Design optimization of MEMS dual-leg shaped piezoresistive microcantilever

Abstract

In this paper, an optimization on the mechanical behaviour of silicon piezoresistive microcantilever (PRM) has been carried out. Using CoventorWare 2008, the mechanical behavior of the PRM structure was investigated by studying few contributing factors that affect the performance of the device. The performance was represented with mechanical displacement of the suspended PRM sensor with regards to various factors such as the microcantilever shape and geometrical dimensions, the materials and the effect of incorporating stress concentration region (SCR) on the device structure. In this research work, a single-layer piezoresistive microcantilever in which both piezoresistor and microcantilever structures are made of the same material of single-crystalline silicon is utilized.

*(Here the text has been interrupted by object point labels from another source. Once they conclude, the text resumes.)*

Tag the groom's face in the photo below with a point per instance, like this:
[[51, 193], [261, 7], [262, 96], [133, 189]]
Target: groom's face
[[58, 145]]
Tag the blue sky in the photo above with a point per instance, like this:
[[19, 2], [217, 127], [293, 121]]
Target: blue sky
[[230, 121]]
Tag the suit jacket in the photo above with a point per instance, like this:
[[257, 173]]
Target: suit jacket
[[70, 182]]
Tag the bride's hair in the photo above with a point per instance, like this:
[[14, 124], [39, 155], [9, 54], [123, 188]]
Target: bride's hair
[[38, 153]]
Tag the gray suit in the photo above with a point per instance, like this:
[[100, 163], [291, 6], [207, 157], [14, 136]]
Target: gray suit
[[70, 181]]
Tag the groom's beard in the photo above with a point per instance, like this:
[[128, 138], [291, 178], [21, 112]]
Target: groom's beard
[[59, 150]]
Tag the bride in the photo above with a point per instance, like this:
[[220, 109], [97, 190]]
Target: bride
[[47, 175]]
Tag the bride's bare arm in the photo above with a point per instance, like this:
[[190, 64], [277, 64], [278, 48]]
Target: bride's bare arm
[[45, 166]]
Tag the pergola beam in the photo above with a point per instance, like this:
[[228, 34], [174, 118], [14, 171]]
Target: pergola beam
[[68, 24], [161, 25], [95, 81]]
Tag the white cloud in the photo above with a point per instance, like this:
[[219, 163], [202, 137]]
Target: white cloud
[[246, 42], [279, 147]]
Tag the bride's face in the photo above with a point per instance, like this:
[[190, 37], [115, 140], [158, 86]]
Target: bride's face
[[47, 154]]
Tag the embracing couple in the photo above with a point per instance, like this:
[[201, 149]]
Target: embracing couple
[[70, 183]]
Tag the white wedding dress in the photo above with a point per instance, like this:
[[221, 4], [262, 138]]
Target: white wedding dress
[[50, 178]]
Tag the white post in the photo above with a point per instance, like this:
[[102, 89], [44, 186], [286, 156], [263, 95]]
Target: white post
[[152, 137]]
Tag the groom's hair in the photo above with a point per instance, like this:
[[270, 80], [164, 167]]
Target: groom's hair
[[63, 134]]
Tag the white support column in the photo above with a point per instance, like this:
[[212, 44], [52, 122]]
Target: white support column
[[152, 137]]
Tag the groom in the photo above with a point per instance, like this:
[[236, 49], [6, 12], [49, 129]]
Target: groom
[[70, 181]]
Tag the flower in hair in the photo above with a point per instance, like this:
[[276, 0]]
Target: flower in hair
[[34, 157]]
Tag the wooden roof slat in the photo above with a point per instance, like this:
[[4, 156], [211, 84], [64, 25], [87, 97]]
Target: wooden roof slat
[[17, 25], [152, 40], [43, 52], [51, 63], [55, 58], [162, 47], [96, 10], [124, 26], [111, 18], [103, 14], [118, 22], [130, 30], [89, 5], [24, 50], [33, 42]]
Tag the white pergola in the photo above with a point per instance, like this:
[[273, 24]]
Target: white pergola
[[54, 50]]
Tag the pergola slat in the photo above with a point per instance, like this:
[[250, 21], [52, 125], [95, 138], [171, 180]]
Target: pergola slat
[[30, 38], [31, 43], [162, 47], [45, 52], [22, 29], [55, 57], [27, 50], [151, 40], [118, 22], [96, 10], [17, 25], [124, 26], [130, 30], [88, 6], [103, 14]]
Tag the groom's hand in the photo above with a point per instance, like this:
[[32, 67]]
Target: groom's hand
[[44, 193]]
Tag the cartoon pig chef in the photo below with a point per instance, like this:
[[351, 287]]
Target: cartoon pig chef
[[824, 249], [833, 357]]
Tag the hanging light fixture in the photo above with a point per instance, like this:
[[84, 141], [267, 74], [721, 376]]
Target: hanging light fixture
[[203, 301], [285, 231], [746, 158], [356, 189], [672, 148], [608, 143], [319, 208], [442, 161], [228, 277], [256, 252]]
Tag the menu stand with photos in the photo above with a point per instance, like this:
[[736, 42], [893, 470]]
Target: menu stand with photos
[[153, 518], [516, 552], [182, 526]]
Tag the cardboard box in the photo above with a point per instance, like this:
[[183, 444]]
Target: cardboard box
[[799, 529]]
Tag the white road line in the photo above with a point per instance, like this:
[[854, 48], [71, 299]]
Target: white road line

Two dual-leg shaped piezoresistive microcantilever designs have been proposed: piezoresistive microcantilever with and without a square hole. From the simulation results, it can be seen that the maximum displacement is observed at maximum microcantilever's length and minimum thickness. The incorporation of a square hole as an SCR not only shows a significant increase in Mises stress value but also in the displacement of the microcantilever structure. Single-crystalline Si was chosen as the device material for the fabrication of single-layer piezoresistive microcantilever due to its high piezoresistive coefficients and thermal conductivity.